Various of these rules turn in significant part on identifying the most relevant address of the recipient received by the supplier in the ordinary course of its business. CRA indicates that it generally regards the contracting address (i.e., the address of the recipient from which it hired the supplier) to have primacy over other addresses (such as a billing address, or the address of the office with the most operating contact), assuming that the contracting address is in Canada.
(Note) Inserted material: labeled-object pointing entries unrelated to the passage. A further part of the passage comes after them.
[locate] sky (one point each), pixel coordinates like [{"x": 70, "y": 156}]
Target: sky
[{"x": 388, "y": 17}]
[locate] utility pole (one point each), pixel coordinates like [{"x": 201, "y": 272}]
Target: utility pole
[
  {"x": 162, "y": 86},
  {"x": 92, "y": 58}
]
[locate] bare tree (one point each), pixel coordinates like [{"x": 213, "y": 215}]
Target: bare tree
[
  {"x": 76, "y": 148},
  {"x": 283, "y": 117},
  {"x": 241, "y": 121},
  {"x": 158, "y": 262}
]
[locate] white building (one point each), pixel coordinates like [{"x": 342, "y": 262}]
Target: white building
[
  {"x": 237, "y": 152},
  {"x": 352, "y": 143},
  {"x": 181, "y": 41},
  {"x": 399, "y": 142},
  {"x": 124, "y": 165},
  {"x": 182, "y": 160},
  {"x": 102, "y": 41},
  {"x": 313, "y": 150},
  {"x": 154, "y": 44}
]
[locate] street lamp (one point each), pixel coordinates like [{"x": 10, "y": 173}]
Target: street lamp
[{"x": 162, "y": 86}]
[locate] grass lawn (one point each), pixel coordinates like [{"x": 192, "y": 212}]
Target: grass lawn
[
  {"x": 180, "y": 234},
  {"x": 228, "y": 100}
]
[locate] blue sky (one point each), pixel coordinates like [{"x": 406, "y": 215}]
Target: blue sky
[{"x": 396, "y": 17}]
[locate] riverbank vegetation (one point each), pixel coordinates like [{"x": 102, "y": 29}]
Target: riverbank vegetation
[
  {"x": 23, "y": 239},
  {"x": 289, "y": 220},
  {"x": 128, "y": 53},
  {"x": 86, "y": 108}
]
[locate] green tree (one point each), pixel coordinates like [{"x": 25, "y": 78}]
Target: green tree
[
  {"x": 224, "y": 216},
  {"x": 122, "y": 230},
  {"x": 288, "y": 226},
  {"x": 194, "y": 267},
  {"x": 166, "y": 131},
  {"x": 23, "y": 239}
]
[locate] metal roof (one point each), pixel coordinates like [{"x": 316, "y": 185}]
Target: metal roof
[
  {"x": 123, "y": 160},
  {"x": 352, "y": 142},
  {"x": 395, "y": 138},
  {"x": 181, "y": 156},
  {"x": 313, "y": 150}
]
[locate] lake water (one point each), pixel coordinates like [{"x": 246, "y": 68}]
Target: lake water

CRA provides 33 examples illustrating how it sees the different rules operating. For example, it provides some examples of where the supply will be deemed to occur at the highest provincial rate:
Example 10
- An Ontario company licenses, to a Quebec company, copyright that can only be used in Ontario and Nova Scotia and, in the ordinary course of business, obtains a Quebec address of the recipient. Since that address in not in a participating province (see Reg. 6(2)(b)(ii)) nor in a province in which the copyright may be used (see Reg. 6(2)(b)(iii)), HST is imposed under Reg. 6(2)(c) at the Nova Scotia rate, i.e., the highest rate for the participating provinces in which the copyright may be used.
Example 33
- A registered supplier with an Ontario business address, which supplies monthly subscriptions to its digitized website content without restrictions on where it may be used, receives in the ordinary course the Texas home address of a non-resident regular GST/HST registrant. Since in the ordinary course of business, the supplier has not obtained a Canadian address of the non-resident, and the content may be used anywhere in Canada, the province of supply under Reg. 11 is whichever of Newfoundland, New Brunswick, PEI and (subject to the upcoming rate reduction) Nova Scotia that is closest in proximity to the supplier’s business address.
Neal Armstrong. Summaries of GST/HST Memorandum 3-3-5 “Place of Supply in a Province – General Rules for Intangible Personal Property” January 2025 under New Harmonized Value-Added Tax System Regulations, s. 2 – Canadian rights, s. 6(1), s. 6(2)(a), s. 6(2)(b)(i)(A), s. 6(2)(b)(i)(B), s. 6(2)(b)(i)(C), s. 6(2)(c), s. 8(b)(i)(A), s. 8(b)(i)(B) and s. 11.